I dislike these sudden bursts of intimacy.  What am I to say to such revelations?  Usually there's time for 1 or 2 words before the stranger and I part ways eternally.  "So sorry", "good luck" or "that's rough".   What compulsive urge is in them that causes this eruption of personal information?  Whatever it is, I lack it. 


Wednesday, March 15, 2006

Growing up

I've decided, being a resident is a lot like growing up.  As children we trust everything our parents tell us, without even acknowledging that they may be wrong. Their words are truth, and accepted as such.  Then we start growing up, and somewhere along the way, have that startling realization that they could be wrong.  Some innocence is lost when we find out that a lot of what comes out of their mouth is opinion, or their idea of the right answer, rather than fact.

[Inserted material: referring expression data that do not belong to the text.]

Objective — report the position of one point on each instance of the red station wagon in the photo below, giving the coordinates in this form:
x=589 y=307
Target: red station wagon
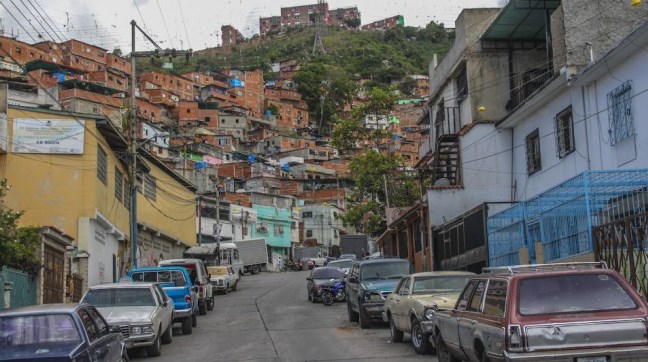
x=570 y=312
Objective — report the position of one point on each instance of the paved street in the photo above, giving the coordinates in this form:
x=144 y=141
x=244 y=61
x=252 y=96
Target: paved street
x=270 y=319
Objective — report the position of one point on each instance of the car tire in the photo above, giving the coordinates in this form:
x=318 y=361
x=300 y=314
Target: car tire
x=420 y=340
x=187 y=325
x=167 y=337
x=443 y=354
x=353 y=315
x=156 y=349
x=396 y=335
x=363 y=318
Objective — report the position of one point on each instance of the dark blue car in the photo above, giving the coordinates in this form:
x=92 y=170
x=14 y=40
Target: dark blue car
x=59 y=332
x=177 y=284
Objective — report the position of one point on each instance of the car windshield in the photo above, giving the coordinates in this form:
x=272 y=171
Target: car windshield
x=120 y=297
x=38 y=330
x=440 y=284
x=572 y=294
x=341 y=263
x=160 y=276
x=217 y=271
x=328 y=273
x=385 y=270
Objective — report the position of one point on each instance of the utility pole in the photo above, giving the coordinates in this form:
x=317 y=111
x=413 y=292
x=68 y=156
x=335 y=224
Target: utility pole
x=133 y=128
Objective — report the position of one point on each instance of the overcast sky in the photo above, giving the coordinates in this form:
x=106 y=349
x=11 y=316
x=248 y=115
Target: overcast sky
x=184 y=24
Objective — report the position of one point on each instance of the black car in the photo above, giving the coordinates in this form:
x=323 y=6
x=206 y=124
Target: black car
x=321 y=276
x=368 y=285
x=59 y=332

The same thing happens in residency.  We start out, as interns, trusting and naive.  We assume that those staff and attending doctors that guide us are all knowing. The words uttered we take as truth.  We assume, like children, that medicine is black and white...and we are on our way to knowing the right answers.  Then we grow, and progress and it starts to dawn on us - that realization that the doctor training us could be wrong. At first it feels like our trust has been betrayed.  But then our brain's start understanding that it's more gray out there than black and white, and that what's often spoken as truth is merely opinion.

In that midway point now in realization, it's strange when the interns ask me questions expecting absolute truth. They still don't realize that it's just me...my opinion on the right thing to do.  "What's the precise amount of IV fluids to start on a 65 year old admitted with pneumonia?" they'll ask.  I do my best to say that there is no precise amount - just pick something - 100 an hour, 150 an hour, 70 an hour- does it really matter?  But they will wait for a definite answer, then write it in some notebook as if it were truth.  They'll soon learn, like children, that those ahead of us speak in opinions more than fact.